This article explains how the IRS defines tax fraud and identifies the circumstances that might subject a taxpayer to claims of civil and/or criminal tax fraud including a discussion of the associated penalties, fines, and punishment.
Tax Fraud Defined
The Internal Revenue Manual (IRM) Section 184.108.40.206 defines tax fraud as an intentional wrongdoing on the part of the taxpayer with the specific purpose of evading a tax known or believed to be owing. Taxpayer must have a fraudulent intent in order to be found guilty of tax fraud.
Fraud will exist where a taxpayer knowingly understates his or her tax liability by willfully failing to file a tax return or willfully filing an incorrect tax return where income is omitted or understated, expenses are overstated, and/or false information is included.
Red flag Indicators of tax fraud on tax returns include:
- Substantial unexplained increases in net worth;
- Substantial spending above available income and assets;
- Bank deposits from unexplained sources that substantially exceed reported income;
- Documents that appear to be altered or false;
- Closing and starting new businesses repeatedly;
- Missing records to support the items claimed on the tax return;
- Suddenly spending more money on luxury items;
- Using cash extensively.
However, tax fraud cannot be established without affirmative acts of fraud which establish that a particular action was deliberately done for the purpose of deceit concealment or to make things seem other than what they are.
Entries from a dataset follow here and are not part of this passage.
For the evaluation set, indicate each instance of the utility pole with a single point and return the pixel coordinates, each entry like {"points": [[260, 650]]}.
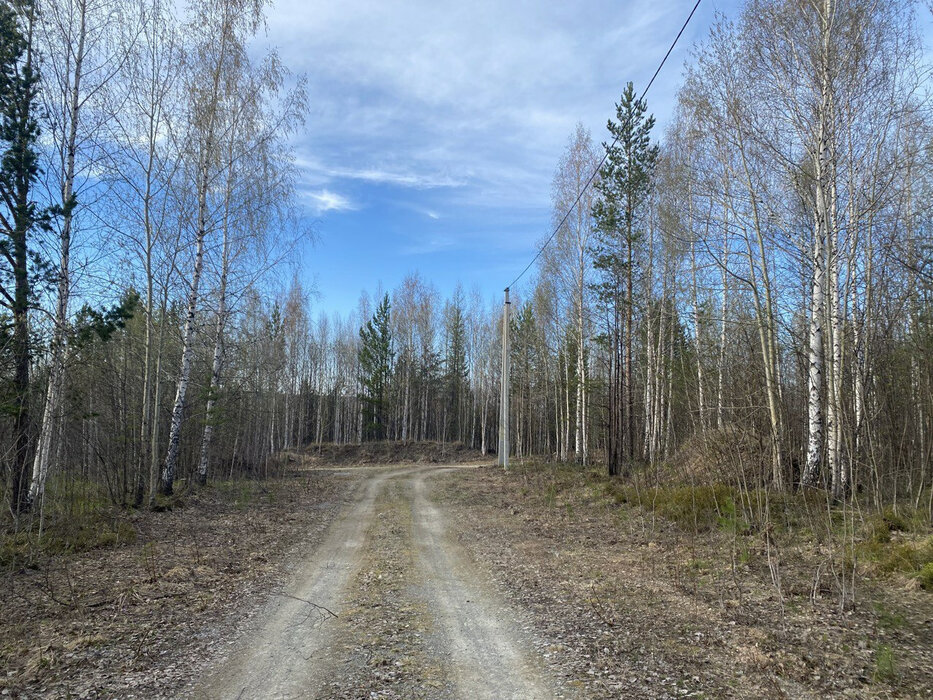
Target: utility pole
{"points": [[504, 403]]}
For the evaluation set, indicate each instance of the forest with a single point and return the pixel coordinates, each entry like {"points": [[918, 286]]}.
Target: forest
{"points": [[745, 297]]}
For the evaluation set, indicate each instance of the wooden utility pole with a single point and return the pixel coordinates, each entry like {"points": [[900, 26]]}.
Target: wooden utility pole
{"points": [[504, 403]]}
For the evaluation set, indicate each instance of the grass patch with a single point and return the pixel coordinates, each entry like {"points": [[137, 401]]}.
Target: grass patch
{"points": [[91, 531], [694, 508], [885, 669]]}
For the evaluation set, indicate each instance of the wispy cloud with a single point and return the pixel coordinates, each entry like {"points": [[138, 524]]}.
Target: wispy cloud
{"points": [[324, 201]]}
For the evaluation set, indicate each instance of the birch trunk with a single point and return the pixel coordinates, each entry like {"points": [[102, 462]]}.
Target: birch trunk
{"points": [[53, 397]]}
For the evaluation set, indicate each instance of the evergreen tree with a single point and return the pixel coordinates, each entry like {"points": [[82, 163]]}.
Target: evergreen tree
{"points": [[376, 356], [19, 217], [623, 187], [455, 369]]}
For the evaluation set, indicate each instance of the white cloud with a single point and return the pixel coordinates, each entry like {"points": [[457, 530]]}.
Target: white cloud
{"points": [[477, 97], [324, 201]]}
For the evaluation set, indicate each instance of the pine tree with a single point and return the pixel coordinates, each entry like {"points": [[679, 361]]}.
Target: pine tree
{"points": [[376, 356], [623, 186], [19, 218]]}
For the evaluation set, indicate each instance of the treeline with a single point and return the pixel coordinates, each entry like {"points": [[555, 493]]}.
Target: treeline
{"points": [[754, 288], [758, 281], [146, 213]]}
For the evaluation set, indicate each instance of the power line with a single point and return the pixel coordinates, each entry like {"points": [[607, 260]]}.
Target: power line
{"points": [[593, 175]]}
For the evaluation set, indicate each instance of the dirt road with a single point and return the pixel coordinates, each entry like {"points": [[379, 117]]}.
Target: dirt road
{"points": [[388, 606]]}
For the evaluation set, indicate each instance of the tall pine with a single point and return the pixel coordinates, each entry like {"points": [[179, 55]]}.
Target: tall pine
{"points": [[623, 187], [376, 357]]}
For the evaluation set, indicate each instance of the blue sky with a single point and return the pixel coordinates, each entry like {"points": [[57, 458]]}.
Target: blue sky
{"points": [[434, 127]]}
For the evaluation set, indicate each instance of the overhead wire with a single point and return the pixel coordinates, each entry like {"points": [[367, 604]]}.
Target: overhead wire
{"points": [[602, 162]]}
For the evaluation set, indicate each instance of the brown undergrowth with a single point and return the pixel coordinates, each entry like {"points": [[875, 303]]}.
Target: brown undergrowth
{"points": [[695, 592], [139, 616]]}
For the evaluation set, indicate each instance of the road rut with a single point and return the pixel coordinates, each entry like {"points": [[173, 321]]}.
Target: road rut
{"points": [[469, 644]]}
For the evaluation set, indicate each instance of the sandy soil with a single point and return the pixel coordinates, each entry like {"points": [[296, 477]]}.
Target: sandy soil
{"points": [[388, 606]]}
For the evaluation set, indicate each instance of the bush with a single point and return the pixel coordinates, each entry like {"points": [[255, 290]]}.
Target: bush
{"points": [[690, 507]]}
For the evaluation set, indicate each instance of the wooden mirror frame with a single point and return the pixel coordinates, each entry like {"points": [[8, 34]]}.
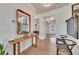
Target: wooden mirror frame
{"points": [[17, 23]]}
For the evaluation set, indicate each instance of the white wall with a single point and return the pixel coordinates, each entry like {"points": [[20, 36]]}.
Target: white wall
{"points": [[60, 15], [7, 28]]}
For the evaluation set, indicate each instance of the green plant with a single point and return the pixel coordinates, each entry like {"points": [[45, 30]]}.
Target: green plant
{"points": [[2, 50]]}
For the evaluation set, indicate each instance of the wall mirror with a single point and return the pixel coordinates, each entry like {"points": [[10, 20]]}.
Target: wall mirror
{"points": [[23, 22]]}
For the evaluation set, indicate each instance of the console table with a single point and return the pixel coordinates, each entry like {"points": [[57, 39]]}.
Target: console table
{"points": [[16, 42]]}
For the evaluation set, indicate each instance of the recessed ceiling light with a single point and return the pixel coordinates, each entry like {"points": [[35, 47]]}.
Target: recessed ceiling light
{"points": [[47, 4]]}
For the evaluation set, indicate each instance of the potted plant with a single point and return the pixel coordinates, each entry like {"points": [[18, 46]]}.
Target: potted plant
{"points": [[3, 50]]}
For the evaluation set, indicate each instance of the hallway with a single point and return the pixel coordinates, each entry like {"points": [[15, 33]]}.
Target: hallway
{"points": [[45, 47]]}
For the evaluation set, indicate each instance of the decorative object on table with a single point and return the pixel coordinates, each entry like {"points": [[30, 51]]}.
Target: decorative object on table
{"points": [[3, 50]]}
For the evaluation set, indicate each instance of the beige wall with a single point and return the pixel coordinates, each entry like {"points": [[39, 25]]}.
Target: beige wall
{"points": [[8, 28]]}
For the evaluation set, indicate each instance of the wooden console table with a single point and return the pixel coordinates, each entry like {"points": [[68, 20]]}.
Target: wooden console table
{"points": [[16, 42]]}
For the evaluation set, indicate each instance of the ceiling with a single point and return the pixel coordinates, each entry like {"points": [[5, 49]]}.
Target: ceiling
{"points": [[41, 9]]}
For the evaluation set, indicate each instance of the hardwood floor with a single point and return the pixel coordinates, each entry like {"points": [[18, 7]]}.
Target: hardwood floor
{"points": [[45, 47]]}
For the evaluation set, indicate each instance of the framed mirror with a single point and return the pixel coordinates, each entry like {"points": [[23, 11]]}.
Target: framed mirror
{"points": [[23, 22]]}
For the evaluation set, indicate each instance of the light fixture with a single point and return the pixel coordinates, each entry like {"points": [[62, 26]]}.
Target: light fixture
{"points": [[47, 4]]}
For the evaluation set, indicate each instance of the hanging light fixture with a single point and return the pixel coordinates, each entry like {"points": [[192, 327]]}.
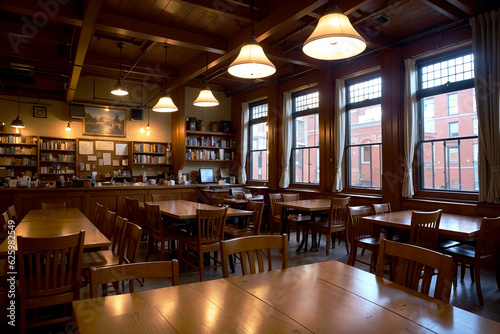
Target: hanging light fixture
{"points": [[206, 98], [252, 62], [334, 37], [18, 123], [120, 89], [165, 104]]}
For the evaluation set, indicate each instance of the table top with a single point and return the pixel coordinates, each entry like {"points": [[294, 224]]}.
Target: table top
{"points": [[318, 204], [314, 298], [74, 221], [456, 227], [180, 209]]}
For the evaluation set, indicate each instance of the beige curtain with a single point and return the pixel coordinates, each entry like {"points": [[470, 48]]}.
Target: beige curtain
{"points": [[410, 125], [486, 49]]}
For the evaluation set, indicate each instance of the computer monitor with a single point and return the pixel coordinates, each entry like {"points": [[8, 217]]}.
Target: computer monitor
{"points": [[207, 175]]}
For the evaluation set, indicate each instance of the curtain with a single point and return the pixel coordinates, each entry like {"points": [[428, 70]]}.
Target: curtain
{"points": [[486, 48], [339, 135], [242, 174], [286, 136], [410, 125]]}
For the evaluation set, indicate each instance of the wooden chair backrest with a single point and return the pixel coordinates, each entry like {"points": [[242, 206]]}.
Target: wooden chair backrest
{"points": [[210, 225], [132, 271], [380, 208], [358, 228], [424, 228], [255, 221], [161, 197], [131, 242], [50, 266], [251, 251], [134, 211], [413, 267], [290, 197], [53, 205], [488, 239], [273, 198]]}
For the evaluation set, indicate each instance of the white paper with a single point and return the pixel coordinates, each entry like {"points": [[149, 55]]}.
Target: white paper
{"points": [[106, 157], [85, 147], [101, 145], [121, 149]]}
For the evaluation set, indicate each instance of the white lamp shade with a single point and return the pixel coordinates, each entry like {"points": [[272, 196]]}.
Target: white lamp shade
{"points": [[251, 63], [165, 104], [206, 99], [119, 89], [334, 38]]}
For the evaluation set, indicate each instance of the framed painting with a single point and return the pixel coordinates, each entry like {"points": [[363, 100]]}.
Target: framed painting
{"points": [[101, 121]]}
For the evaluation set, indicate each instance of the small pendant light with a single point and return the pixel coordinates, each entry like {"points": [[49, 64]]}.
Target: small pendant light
{"points": [[252, 62], [120, 89], [165, 103], [206, 98]]}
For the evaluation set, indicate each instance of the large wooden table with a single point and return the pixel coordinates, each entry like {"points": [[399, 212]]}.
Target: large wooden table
{"points": [[455, 227], [327, 297], [49, 223]]}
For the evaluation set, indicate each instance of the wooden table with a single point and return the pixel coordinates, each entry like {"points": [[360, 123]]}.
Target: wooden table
{"points": [[455, 227], [317, 298], [49, 223], [304, 206]]}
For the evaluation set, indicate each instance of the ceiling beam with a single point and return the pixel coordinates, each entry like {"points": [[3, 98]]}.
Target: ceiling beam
{"points": [[139, 29], [91, 11]]}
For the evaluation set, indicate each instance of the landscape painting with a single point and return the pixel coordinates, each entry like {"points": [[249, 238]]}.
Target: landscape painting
{"points": [[100, 121]]}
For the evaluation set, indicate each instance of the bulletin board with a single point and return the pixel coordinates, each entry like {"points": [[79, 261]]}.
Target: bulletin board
{"points": [[102, 156]]}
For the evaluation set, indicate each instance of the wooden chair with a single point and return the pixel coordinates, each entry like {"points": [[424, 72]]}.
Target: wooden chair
{"points": [[253, 223], [49, 275], [487, 244], [413, 267], [53, 205], [210, 225], [251, 251], [160, 197], [161, 232], [424, 228], [132, 271], [275, 220], [361, 235], [335, 222]]}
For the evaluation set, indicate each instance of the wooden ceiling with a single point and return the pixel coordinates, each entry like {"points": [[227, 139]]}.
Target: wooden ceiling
{"points": [[47, 46]]}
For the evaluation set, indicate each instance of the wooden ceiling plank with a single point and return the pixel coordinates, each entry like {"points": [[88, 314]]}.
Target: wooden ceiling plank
{"points": [[91, 12], [158, 33]]}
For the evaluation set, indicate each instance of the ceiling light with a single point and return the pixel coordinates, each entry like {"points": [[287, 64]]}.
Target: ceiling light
{"points": [[252, 62], [165, 104], [334, 38], [120, 89]]}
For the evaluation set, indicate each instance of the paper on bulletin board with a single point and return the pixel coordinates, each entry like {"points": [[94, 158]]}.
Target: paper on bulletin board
{"points": [[101, 145], [121, 149], [106, 157], [85, 147]]}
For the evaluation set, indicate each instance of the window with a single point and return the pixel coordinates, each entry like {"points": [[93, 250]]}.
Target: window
{"points": [[364, 132], [446, 155], [258, 141], [305, 145]]}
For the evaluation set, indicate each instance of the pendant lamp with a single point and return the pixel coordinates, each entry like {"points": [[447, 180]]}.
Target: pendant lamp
{"points": [[165, 104], [18, 123], [334, 38], [120, 89], [252, 62], [206, 98]]}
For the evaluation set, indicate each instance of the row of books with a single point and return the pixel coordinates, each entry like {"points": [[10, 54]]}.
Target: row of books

This gets to the willful element of the tax fraud claim. Examples of affirmative acts in the context of tax fraud include:
- Concealment of bank accounts or other assets;
- Willful failure to deposit receipts to business accounts;
- Covering up sources of receipts;
- Intentional omission of specific items where similar items were included on the tax return;
- Claiming more dependents that you are legally allowed to claim;
- Keeping two sets of books or making false entries in books;
- Claiming false or overstated deductions on your tax return;
- Claiming personal expenses as a business expense;
- Hiding or transferring assets or income.
There are two kinds of federal income tax fraud: civil and criminal. While a taxpayer can be liable for both civil and criminal tax liability for the same activity or activities, there are notable differences between the two.
- Civil tax fraud involves the correction of tax due and the imposition of civil penalties whereas criminal tax fraud involves punitive action with penalties consisting of fines and/or imprisonment.
- Generally, there is no statute of limitations period within which the federal government must assess civil penalties for tax fraud, however most criminal tax fraud cases require the government to bring the criminal action within 6 years;
- The burden of proof in a civil tax fraud case requires a lesser showing of proof of tax fraud by clear and convincing evidence while in criminal cases the government must prove the existence of a tax fraud crime beyond a reasonable doubt.
Civil Tax Fraud Penalties
As explained above, a taxpayer who willfully files a tax return with incorrect information or who willfully fails to file a tax return at all may be subject to civil penalties.
According to Internal Revenue Code (IRC) section 6663 the IRS can impose a civil penalty of up to 75% of the part of the underpayment attributable to fraud. This means that you may have to pay a penalty of up to 75% of the additional tax that the IRS asserts you owe as a result of a collection action, audit, criminal tax investigation, or appeal.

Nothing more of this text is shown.